Ethelred to William I

England’s rulers from the king who lost his crown to the Danes, to the French duke who took the crown from the English.

King Ethelred the Unready 978-1016 to King William I 1066-1087

Introduction

This post is number 2 in the series Kings and Queens of England

The House of Wessex consolidated its rule in 10th-century England, until Ethelred ‘the Unready’ came to the throne in 978. Thereafter, the kingdom was weakened by corruption and intrigue at court, and in 1013 the Danish King Sweyn took the English crown...

ETHELRED ‘the Unready’ forfeited his crown to the Danish king Sweyn in 1013.* He briefly recovered it a year later for his son Edmund to inherit, but despite earning the name ‘Ironside’ in his resistance, Edmund lost out in 1016 to Canute, Sweyn’s son.

From 1035, Harold ‘Harefoot’ and Hardicanute, Canute’s sons by his first wife, shared the kingdom, until Hardicanute became sole ruler in 1040. On his death two years later, the crown passed to Edward ‘the Confessor’, Canute’s son by his second wife, Ethelred’s widow Emma. Edward arrived from Normandy, his mother’s home, and kept the kingdom steady.

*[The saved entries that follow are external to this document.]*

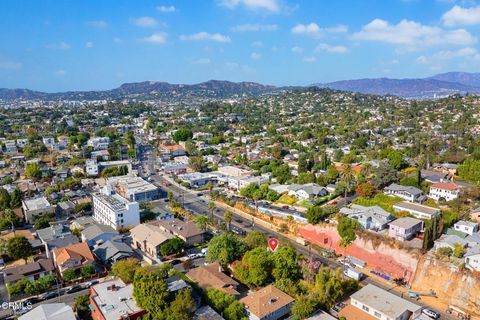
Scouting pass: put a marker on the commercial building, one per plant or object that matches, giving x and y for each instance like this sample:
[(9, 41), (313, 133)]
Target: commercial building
[(115, 211)]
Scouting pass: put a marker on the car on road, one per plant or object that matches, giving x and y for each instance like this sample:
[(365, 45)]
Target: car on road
[(431, 314), (91, 283), (50, 295), (74, 288)]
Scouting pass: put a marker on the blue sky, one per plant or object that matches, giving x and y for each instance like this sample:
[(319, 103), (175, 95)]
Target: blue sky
[(99, 44)]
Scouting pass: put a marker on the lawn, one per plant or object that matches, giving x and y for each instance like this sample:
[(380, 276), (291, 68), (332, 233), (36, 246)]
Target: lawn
[(381, 200)]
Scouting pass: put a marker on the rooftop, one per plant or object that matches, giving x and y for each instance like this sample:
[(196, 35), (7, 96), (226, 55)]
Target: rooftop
[(114, 299), (384, 301), (266, 301)]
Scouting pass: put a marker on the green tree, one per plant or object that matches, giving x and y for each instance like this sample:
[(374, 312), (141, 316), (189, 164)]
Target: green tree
[(202, 221), (81, 307), (285, 265), (303, 307), (225, 248), (150, 291), (125, 269), (255, 239), (182, 307), (255, 267), (19, 247), (32, 170), (182, 134), (235, 311), (458, 250), (70, 274), (173, 245)]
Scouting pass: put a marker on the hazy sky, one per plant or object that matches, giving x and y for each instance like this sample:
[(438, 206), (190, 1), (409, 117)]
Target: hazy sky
[(99, 44)]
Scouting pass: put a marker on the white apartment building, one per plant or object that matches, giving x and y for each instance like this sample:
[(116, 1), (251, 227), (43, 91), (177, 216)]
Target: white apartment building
[(115, 211), (99, 143)]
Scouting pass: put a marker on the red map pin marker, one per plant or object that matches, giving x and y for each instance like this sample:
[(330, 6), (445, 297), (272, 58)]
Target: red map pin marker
[(273, 244)]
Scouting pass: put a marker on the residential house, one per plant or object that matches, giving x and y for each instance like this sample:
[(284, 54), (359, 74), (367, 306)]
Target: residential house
[(112, 251), (267, 303), (466, 227), (408, 193), (307, 191), (97, 233), (374, 302), (30, 271), (472, 258), (50, 311), (446, 191), (148, 238), (72, 257), (405, 228), (113, 300), (115, 211), (371, 218), (36, 207), (417, 210), (212, 276), (185, 230), (56, 236)]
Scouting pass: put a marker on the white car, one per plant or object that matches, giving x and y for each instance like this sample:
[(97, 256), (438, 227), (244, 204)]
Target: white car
[(430, 313)]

Edward had no children, and in 1066, as he lay dying, he appointed Harold Godwinson, his brother-in-law, as his heir. But William, Duke of Normandy and Edward’s cousin once removed, claimed the same promise had already been made to him.* William invaded England, and at the Battle of Hastings on 14th October, 1066, Harold was killed. William of Normandy became King of England.

Next in series: William I to John

‘Unready’ here does not mean ‘ill-prepared’, but ‘badly advised’, being a corruption of the Old English word unrede, ‘no-counsel’. It was a play on his Christian name, Ethelred, ‘wise-counsel’.

William’s grandfather, Richard II, Duke of Normandy, was the brother of Emma of Normandy, Edward’s mother.

Précis
Sweyn of Denmark’s son Canute married Ethelred’s widow Emma of Normandy, and their son Edward the Confessor steadied the kingdom after the upheavals of his father’s conquest. However, his death without issue in 1066 threw England into confusion, as his brother-in-law Harold and cousin William of Normandy fought over the crown, with William emerging the victor at Hastings.